February 29, 2012 | By Abraham | 11 comments

In early 1864, Spotswood Rice, a former slave from Missouri, enlisted in the Union Army. Later that year, he came through his former home with 1,600 other soldiers. When he was still on the way, he sent this confident and angry letter ahead to his former owner, Kittey Diggs…

(I left his spelling as is, but I added punctuation to make it easier to read.)

I received a leteter from Cariline telling me that you say I tried to steal…my child away from you. Now I want you to understand that mary is my Child and she is a God given rite of my own. And you may hold on to hear as long as you can, but I want you to remembor this one thing — that the longor you keep my Child from me, the longor you will have to burn in hell and the qwicer youll get their…

I want you to understand, kittey diggs, that where ever you and I meets we are enmays to each orthere. I offered once to pay you forty dollers for my own Child, but I am glad now that you did not accept it….

My Children is my own and I expect to get them, and when I get ready to come after mary I will have…powrer and autherity to bring hear away and to exacute vengencens on them that holds my Child. You will then know how to talke to me — I will assure that — and you will know how to talk rite, too….

I have no fears about geting mary out of your hands this whole Government gives chear to me and you cannot help your self.

Unfortunately, there’s no record of how this tale ended.

Read the unabridged and unpunctuated version. Read more of Spotswood Rice’s letters.

RelatedA former slave writes to his former owner requesting his backpay

11 Comments

    1. Tristan says:

      Haha, YES! Honestly though, the movie “Taken” should be renamed to “Liam Neeson Kills Everyone in France” lol.

  1. Erica says:

    Sadly, given the laws of that time, the daughter was property either way. Without knowing details, it may be optimistic to assume she’d be better off with her father.

    1. Paperchaser says:

      Erica, American history isn’t a speciality of mine, so I’m asking you in all frankness to provide examples of female slaves who were worse off after their liberation/with their families than they were as a white person’s legal property.

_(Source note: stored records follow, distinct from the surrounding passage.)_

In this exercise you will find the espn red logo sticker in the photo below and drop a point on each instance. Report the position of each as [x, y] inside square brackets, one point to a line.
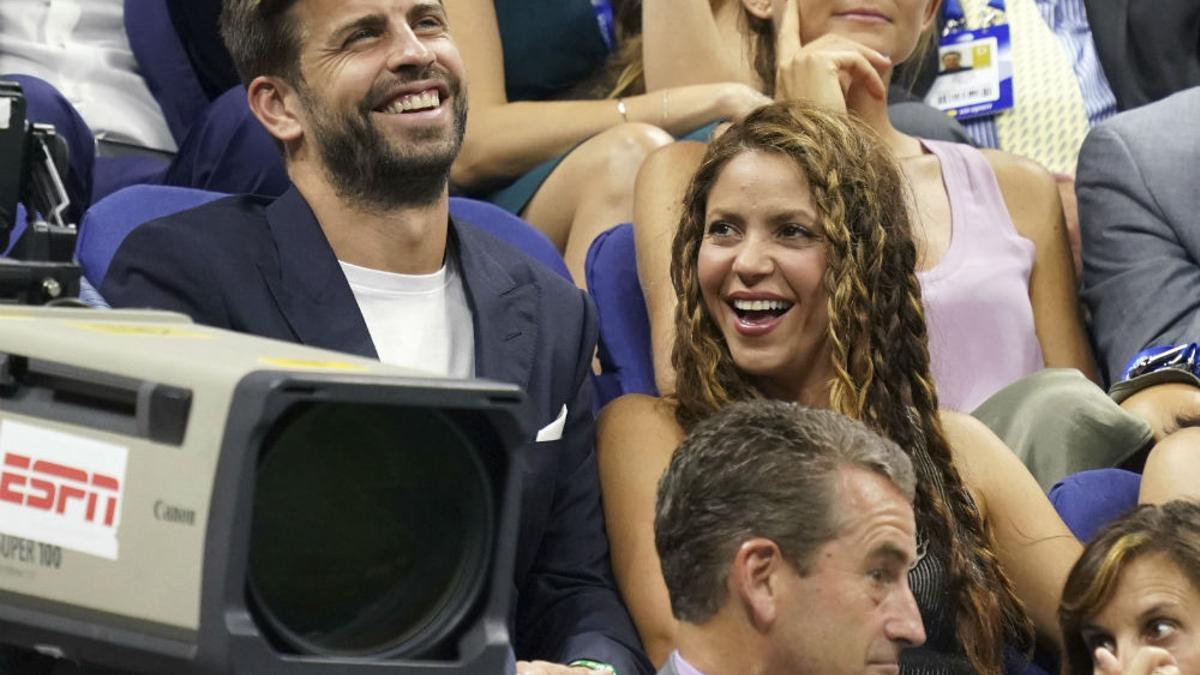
[60, 488]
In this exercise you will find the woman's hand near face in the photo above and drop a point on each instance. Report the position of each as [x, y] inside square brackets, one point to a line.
[1149, 661]
[829, 71]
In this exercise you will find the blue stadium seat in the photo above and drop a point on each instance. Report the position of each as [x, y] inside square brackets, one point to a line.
[106, 225]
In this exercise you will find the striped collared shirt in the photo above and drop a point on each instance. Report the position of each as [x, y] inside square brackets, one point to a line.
[1068, 21]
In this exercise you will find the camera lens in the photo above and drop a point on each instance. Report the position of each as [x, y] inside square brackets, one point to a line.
[372, 529]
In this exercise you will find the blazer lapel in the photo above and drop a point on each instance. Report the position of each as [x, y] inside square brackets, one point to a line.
[309, 285]
[503, 309]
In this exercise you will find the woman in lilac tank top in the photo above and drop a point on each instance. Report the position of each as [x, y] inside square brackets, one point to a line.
[995, 266]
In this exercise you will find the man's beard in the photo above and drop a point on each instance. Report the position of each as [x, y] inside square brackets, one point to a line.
[367, 171]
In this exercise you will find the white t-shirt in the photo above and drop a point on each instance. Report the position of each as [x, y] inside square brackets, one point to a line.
[81, 48]
[419, 321]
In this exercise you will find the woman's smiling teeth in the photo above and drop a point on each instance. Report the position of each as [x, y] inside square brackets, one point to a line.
[413, 102]
[774, 306]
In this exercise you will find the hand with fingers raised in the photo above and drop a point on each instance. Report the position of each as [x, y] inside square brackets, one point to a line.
[831, 71]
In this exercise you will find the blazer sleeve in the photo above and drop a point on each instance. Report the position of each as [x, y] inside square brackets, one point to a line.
[1139, 278]
[163, 267]
[569, 607]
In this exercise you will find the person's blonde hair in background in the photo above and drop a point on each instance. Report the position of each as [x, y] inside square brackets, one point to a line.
[1132, 602]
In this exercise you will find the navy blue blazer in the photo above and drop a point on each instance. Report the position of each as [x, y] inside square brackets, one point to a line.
[262, 267]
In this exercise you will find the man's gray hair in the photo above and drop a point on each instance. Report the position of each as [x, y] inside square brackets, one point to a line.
[759, 469]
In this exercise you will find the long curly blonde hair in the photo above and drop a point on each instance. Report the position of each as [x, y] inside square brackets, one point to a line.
[880, 353]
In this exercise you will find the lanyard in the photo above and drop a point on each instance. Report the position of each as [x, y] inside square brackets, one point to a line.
[606, 22]
[955, 19]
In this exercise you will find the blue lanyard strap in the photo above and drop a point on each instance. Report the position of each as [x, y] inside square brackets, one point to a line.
[606, 22]
[953, 11]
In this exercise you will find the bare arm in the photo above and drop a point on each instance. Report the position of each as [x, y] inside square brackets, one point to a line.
[505, 139]
[635, 438]
[658, 205]
[1032, 543]
[694, 42]
[1033, 202]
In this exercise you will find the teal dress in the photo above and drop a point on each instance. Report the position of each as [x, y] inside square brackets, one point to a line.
[550, 46]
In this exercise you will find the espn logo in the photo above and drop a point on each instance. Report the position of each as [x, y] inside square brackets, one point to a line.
[53, 487]
[60, 488]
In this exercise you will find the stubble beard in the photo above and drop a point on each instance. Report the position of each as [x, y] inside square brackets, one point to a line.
[369, 169]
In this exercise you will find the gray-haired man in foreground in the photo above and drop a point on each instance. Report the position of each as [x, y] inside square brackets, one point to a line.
[786, 536]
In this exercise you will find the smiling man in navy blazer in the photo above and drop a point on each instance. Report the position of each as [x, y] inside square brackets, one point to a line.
[367, 103]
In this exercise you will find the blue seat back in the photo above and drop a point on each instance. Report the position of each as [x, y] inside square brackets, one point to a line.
[510, 228]
[108, 221]
[163, 64]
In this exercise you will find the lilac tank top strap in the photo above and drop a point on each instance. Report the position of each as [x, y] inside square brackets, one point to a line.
[977, 298]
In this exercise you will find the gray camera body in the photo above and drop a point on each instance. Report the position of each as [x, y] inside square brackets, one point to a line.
[131, 446]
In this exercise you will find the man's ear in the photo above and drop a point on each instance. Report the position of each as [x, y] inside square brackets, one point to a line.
[759, 9]
[754, 580]
[277, 107]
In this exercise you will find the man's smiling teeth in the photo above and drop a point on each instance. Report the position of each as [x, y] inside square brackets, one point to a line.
[421, 101]
[761, 305]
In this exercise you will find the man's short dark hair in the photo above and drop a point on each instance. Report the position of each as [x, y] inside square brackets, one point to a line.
[759, 469]
[263, 37]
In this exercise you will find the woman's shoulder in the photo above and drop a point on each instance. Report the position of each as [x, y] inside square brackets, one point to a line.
[636, 436]
[641, 413]
[1030, 192]
[1015, 171]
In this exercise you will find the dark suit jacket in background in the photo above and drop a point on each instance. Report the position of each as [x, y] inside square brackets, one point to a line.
[262, 267]
[1139, 214]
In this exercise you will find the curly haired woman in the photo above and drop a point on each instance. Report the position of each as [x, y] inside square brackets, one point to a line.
[993, 252]
[796, 275]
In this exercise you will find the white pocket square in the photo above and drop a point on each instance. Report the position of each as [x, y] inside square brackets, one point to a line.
[553, 430]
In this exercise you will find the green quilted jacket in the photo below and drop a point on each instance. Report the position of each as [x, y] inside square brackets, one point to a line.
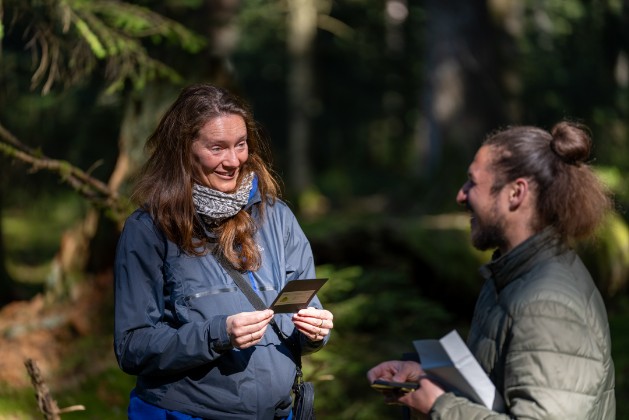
[540, 331]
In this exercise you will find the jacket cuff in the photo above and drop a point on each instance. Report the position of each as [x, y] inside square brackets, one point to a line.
[218, 339]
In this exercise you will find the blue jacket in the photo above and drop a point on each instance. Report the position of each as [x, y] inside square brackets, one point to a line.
[170, 321]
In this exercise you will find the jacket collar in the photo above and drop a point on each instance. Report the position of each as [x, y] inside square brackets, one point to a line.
[512, 265]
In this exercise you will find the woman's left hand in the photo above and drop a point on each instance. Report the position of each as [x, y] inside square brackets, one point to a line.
[314, 323]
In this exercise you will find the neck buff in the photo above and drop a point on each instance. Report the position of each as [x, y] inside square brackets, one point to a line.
[214, 206]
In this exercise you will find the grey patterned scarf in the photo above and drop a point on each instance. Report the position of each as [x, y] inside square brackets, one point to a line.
[214, 206]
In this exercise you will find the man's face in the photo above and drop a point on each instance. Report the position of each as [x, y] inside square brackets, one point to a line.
[487, 220]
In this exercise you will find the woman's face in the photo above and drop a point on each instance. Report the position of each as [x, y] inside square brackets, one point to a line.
[221, 150]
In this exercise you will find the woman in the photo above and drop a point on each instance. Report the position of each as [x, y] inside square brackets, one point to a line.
[182, 326]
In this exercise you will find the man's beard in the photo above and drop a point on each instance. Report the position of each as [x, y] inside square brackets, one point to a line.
[490, 235]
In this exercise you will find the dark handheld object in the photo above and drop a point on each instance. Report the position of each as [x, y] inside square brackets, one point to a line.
[382, 385]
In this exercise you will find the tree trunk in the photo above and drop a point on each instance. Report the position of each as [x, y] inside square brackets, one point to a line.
[461, 97]
[302, 25]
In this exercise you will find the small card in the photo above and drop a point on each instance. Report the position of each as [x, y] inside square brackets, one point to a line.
[296, 295]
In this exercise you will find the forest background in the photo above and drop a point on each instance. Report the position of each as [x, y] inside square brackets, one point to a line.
[374, 109]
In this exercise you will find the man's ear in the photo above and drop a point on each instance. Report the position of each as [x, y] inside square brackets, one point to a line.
[518, 193]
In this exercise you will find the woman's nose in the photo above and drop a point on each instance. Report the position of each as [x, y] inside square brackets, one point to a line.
[461, 196]
[231, 158]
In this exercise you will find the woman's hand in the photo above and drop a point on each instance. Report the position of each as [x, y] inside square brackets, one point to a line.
[246, 329]
[314, 323]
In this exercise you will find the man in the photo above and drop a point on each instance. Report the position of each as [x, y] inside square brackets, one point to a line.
[540, 327]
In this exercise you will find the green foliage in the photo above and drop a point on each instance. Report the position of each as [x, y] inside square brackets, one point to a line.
[377, 314]
[71, 37]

      And not just one, either. A sufficient number of examples of a such a situation to demonstrate that you’re talking about something common enough to give you some sort of basis for stating that in a situation wherein we don’t know any details, it might be better for a girl to be owned by a white person than to be with her biological family.

  2. Valerie Craft says:

    In the 1870 Census there is a “Spotsford” Rice living with his family in St Louis, MO. The family includes an 18 year old named Mary. No relationships are given, but this is likely a daughter. In the 1880 Census the family is listed again, this time as “Spotswood,” with a daughter named Mary (now married and named Bell).

    1. Bettina says:

      A big thanks to Valerie- ever since years, oops, a decade ago I watched Ken Burns’ documentary I have remembered the letters being read out and wondering how the tale ended and wishing that this father was reunited with his child. Thanks- you just shed some happy light on this:)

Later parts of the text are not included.